Luke 1:26-38
While
cruise control might be useful when driving a car, it should never be employed
in the spiritual life. When I was
younger, I struggled to understand how the “Immaculate Conception” could be a
role model for me. I pictured her safely gliding on cruise control over the
choppy waters of temptation. My own
dealings with grace and temptation have made me realize that just as we are
called to full, conscious, and active participation in the Liturgy, we are also
called to full, conscious, and active participation in grace, and Mary is our
model.
We
can glide through life on cruise control, relying on our natural tendencies,
but eventually we meet a struggle that is too heavy for our natural abilities
to carry. When we meet a “Kulturkampf”
in our lives, our “cruise” comes to a grinding halt. It is disorienting and
scary. Only in the full, conscious, and active participation in the life of
grace can we allow God to transform us, to raise us from the natural to the
supernatural. Those who have experienced a “grinding halt” know that it is actually
a blessing. It is often only then that we realize that the “god of ourselves”

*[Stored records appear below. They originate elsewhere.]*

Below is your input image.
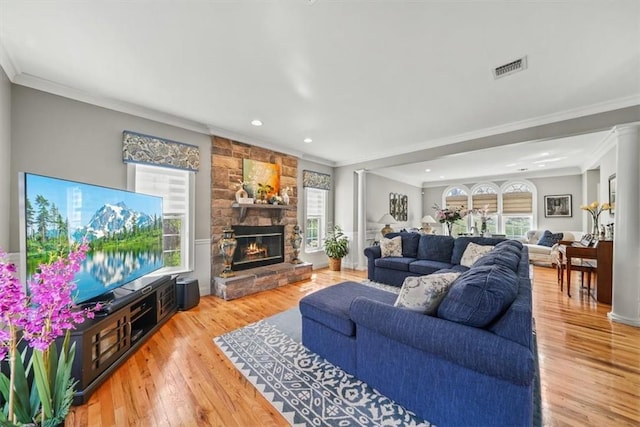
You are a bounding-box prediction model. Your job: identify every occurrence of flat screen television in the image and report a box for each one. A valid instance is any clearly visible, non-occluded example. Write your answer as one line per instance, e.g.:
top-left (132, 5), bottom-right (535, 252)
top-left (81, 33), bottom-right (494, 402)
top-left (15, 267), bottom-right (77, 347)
top-left (20, 173), bottom-right (164, 304)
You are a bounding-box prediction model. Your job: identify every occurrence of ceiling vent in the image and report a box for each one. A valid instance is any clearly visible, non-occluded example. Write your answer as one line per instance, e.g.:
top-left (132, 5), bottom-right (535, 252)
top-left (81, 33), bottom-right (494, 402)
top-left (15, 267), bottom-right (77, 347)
top-left (493, 56), bottom-right (527, 79)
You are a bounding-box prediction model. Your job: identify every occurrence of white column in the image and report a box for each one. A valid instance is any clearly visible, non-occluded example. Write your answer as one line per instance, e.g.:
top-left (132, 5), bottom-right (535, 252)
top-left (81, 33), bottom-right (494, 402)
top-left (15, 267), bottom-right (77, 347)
top-left (608, 123), bottom-right (640, 326)
top-left (355, 169), bottom-right (367, 270)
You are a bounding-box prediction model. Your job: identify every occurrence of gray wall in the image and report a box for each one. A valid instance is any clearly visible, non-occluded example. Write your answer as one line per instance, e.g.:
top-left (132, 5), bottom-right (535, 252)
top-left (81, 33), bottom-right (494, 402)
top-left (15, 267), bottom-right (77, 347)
top-left (366, 173), bottom-right (422, 237)
top-left (8, 85), bottom-right (211, 287)
top-left (0, 67), bottom-right (12, 252)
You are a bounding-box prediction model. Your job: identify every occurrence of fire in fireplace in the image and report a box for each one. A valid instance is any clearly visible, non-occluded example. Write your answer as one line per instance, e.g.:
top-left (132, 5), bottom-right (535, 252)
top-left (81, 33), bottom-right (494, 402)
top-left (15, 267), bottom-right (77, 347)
top-left (232, 225), bottom-right (284, 271)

is finite and that we must rely on the infinite God to lead the way. Get back
in the car, and, like Mary and Mother Pauline, say “yes” to every road,
whether it leads through “the midst of
thorns, or rather sharp stones, on slippery ground, or steeply uphill,” (First Draft, 8). They are the roads of
the Lord. Full, conscious, and active participation is required. Our fiat can never be on cruise control.